Murph was now only technically my roommate, since she mostly lived a mile away in a subletted condo with her new boyfriend, a sixth-year senior. I had a tendency to forget about this — looking forward to telling her something, wondering what we might cook up for supper, expecting to see her there, brooding, with her sweater thrown over her shoulders and her sleeves wound round her neck, a look that was elegant on her but on me would have made me appear insane. And then I would come home to realize, once more, that it was just me there. She would leave the telltale jetsam and flotsam, hastily changed clothes, carelessly written notes. Hey, Tass, I drank the last of the milk — sorry. So I was left with the ambivalence of having to pay with aloneness for an apartment I could not alone afford. It was not miserable — often I did not miss her at all. But there was sometimes a quick, sinking ache when I walked in the door and saw she was not there. Twice, however, I’d felt the same sinking feeling when she was.
The porous dry rot of our front steps still held weight — six slim tenants, single file — but every time I climbed them I worried it could be my last: surely the next time my foot would go through and I would have to be pried from the splintery wreckage by a rescue squad phoned by the watchful Kay upstairs. Our landlord, Mr. Wettersten, was classically absentee, though he believed in good boilers and, when school was in session, did not stint with heat, perhaps fearing the lawsuits of parents. You could shower several times a day, or at the last minute: your hair would dry in a snap over the radiators. Sometimes my apartment would so overheat that my fingernails would dry up and crack and break off in my gloves, chips of them stuck in the woolen fingertips. Now, as I unlocked the door and pushed in, the pipes were clanking and letting loose with their small internal explosions; no pipe had ever yet burst, though if the boiler kicked on at night, the quaking could pull you alarmedly from sleep.
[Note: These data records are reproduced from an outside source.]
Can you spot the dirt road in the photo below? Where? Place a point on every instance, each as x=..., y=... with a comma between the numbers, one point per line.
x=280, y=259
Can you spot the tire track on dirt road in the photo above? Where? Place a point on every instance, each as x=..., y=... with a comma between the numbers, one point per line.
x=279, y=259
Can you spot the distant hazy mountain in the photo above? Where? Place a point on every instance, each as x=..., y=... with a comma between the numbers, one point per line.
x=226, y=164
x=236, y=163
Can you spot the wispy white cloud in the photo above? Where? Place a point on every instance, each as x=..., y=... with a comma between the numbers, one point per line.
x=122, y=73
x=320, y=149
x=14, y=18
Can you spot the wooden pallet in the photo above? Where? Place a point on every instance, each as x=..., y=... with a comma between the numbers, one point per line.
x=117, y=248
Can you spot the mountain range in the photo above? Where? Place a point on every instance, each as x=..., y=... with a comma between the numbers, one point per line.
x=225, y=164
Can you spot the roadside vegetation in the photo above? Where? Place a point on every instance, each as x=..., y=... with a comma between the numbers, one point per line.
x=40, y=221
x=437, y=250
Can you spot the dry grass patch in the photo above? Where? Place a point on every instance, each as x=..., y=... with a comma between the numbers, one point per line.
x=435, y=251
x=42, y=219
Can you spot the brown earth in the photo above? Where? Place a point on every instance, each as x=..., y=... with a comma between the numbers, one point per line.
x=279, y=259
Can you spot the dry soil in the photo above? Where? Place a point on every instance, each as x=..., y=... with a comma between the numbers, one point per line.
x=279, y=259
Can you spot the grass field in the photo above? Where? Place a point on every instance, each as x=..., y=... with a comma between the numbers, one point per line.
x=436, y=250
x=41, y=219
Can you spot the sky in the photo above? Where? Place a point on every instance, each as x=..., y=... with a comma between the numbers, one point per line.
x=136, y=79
It was, at times, like living in a factory. Kay, who lived in the largest flat, was middle-aged and the only tenant not a student; she was always in some skirmish with the landlord about the building. “He has no idea what he’s up against, letting this building go the way he has,” Kay said to me once. “When something’s off here I have nothing else to think about. I mean, I have no other life. I can make this my life. He doesn’t appreciate what he’s up against. He’s up against someone with no life.” So we all let Kay manage the troubles of the house. She had been there for more than a decade. Murph sometimes referred to the tenants of the house as the Clutter Family, by which I assumed — I hoped, I prayed — she meant all their clutter.